Cash Flow Types in Fixed Income Securities

The first thing that any investor related to fixed income markets first notices about the market is the sheer variety of the instruments being traded. A large variety also means that the trading in bonds becomes more complex. Investors need to understand the different types of fixed-income securities that are available in the market.

Fixed income securities can be classified based on various parameters. In this article, we will have a look at the different types of bonds from a cash flow point of view.

  1. Plain Vanilla: Plain vanilla bonds, also known as bullet payment bonds have the most common type of cash flow in the market. They are called bullet payment bonds since the periodic payments known as coupon payments are equal, whereas, in the end, the principal is paid in one shot, as a lumpsum payment. Since this type of cash flow is used most often, they are called plain vanilla bonds.

  2. Amortized Bonds: Amortized bonds have a totally different cash flow pattern as compared to plain vanilla bonds. These bonds follow the amortization process. This means that every payment which is made to the bondholder consists of both principals as well as interest. The composition of principal and interest changes during the repayment period. The initial payments have a larger interest component whereas the later periods have a larger interest component. Such bonds mimic the cash flow pattern of an annuity. Hence, they are often referred to as annuity bonds. Amortized bonds can either be fully amortized or can be partially amortized. Partially amortized are hybrid bonds which combine the cash flow patterns of both types of bonds mentioned above. This means that a part of their value is returned in the form of amortized payments whereas another part is returned in the form of periodic coupon payments as well as bullet payments at the end of the tenure.

  3. Perpetual Bonds: Perpetual bonds, also known as “perps” or “consols” form another type of cash flow in the fixed income security market. The defining feature of perpetual bonds is that these bonds never return the principal which has been taken. Instead, these bonds keep on making periodic interest payments forever. The nominal value of coupon payments remains the same throughout the years. However, because of the time value of money, the real value of coupon payments keeps eroding through the years until finally, it accounts for a negligible value in the distant future. There are very few perpetual bonds in the global market. This is because there are very few such entities that investors trust are capable of making coupon payments forever. If investors do not think that the entity will exist in the distant future, then they will lend money to such an entity for an extremely long term duration.

  4. Balloon Payments: Balloon payments are similar to bullet payments in the sense that there are periodic payments and lumpsum payments. However, instead, of repaying the entire principal debt at one go, companies break it into several balloon payments. For instance, if a company has borrowed $100 for 10 years, it may pay interest on the entire amount for the first five years and then may repay 50% of the principal i.e., $50 in the fifth year. Then, the company will continue paying investors interest on the balance amount until the entire amount is paid off in the tenth year. Companies use a ballooning cash flow structure when they believe that the future payments that they receive will be considerably larger than their current cash flow. Hence, they would want to retire some of the excess debt in order to save interest payments.

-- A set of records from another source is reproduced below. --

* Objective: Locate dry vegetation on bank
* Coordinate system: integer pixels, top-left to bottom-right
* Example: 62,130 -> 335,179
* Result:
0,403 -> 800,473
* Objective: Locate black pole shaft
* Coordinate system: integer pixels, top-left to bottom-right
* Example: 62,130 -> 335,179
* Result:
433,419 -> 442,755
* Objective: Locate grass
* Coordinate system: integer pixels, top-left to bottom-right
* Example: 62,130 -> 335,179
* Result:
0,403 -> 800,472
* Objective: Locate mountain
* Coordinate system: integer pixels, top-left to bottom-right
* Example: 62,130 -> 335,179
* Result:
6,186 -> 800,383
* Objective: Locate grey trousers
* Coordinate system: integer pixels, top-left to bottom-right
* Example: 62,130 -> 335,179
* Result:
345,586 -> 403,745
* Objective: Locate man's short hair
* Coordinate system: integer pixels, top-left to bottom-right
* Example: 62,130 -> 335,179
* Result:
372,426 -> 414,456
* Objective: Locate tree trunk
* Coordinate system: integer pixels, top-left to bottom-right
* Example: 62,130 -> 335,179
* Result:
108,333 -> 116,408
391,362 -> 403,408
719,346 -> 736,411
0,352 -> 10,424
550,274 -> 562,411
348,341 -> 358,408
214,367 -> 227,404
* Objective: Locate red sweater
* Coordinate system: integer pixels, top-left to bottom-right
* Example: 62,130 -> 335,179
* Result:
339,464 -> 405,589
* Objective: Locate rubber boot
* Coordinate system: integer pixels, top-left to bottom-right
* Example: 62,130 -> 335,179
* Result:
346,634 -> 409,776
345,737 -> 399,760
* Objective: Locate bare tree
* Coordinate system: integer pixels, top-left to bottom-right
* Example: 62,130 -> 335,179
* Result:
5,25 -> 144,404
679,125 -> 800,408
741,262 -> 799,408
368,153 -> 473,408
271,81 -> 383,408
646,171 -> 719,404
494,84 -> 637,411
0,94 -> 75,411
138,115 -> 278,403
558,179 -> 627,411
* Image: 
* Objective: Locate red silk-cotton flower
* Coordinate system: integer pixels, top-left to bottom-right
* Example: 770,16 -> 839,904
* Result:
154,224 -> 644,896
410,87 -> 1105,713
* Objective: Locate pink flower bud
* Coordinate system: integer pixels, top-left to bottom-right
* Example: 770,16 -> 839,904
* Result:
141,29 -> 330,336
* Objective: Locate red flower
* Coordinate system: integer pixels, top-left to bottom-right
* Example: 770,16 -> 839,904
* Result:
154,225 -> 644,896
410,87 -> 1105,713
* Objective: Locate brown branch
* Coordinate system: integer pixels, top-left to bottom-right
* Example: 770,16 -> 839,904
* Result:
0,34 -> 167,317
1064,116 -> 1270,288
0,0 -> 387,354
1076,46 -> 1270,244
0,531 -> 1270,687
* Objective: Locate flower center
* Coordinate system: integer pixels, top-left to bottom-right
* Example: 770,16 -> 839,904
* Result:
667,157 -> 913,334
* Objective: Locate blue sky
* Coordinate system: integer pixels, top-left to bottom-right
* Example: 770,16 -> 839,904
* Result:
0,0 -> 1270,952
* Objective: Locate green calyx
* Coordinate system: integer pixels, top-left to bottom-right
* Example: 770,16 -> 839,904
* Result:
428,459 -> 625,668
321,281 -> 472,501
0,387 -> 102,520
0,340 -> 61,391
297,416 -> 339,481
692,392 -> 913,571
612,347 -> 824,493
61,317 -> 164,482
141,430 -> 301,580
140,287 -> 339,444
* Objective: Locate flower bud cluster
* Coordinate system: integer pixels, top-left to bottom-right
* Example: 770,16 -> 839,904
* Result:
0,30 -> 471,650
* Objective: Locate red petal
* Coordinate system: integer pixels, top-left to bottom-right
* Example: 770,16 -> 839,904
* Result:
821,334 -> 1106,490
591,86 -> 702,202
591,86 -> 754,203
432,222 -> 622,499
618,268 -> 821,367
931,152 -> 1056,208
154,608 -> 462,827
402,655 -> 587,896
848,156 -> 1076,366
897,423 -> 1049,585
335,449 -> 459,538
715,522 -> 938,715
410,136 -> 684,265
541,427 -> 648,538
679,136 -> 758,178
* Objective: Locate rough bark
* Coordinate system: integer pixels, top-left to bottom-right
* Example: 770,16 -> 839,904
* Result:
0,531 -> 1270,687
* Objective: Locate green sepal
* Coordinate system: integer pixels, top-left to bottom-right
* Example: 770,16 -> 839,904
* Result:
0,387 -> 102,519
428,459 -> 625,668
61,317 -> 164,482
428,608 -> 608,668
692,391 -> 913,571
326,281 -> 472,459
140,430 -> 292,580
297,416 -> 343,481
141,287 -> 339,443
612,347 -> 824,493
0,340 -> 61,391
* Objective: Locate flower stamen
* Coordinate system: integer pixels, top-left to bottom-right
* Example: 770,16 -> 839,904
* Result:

  5. Sinking Fund: Sinking fund-based bonds provide another variant of cash flow to investors. A sinking fund is typically a fund in which the borrowers keep adding money on an annual basis. The money in this fund is then used to retire a pre-specified number of bonds. For instance, if a company has $100 worth of bonds outstanding and it has a sinking fund arrangement, it may be contractually required to reduce the principal value of outstanding bonds to $90 in the first year, $80 in the next year, and so on.

    Bonds are identified based on a random program and those bondholders are required to surrender their bonds in lieu of full cash payment. It is also possible that instead of fully paying out some bondholders, the company may decide to reduce the outstanding principal by 10% across bondholders. The sinking fund arrangement has some drawbacks for both sides. For instance, the company may not be able to buy out its bonds if the market rates of such bonds are high. Also, the investors who receive the funds earlier than expected are exposed to reinvestment risk since they may not be able to deploy their funds to earn the same rate of return. However, many companies and investors still prefer this approach since it prevents companies from overleveraging and creating unnecessary credit risks.

The fact of the matter is that there are a wide variety of cash flow structures available to investors. Based on their individual time preference, the current interest rates as well as expectations of future interest rates, investors can decide on the type of structure that is most convenient to them.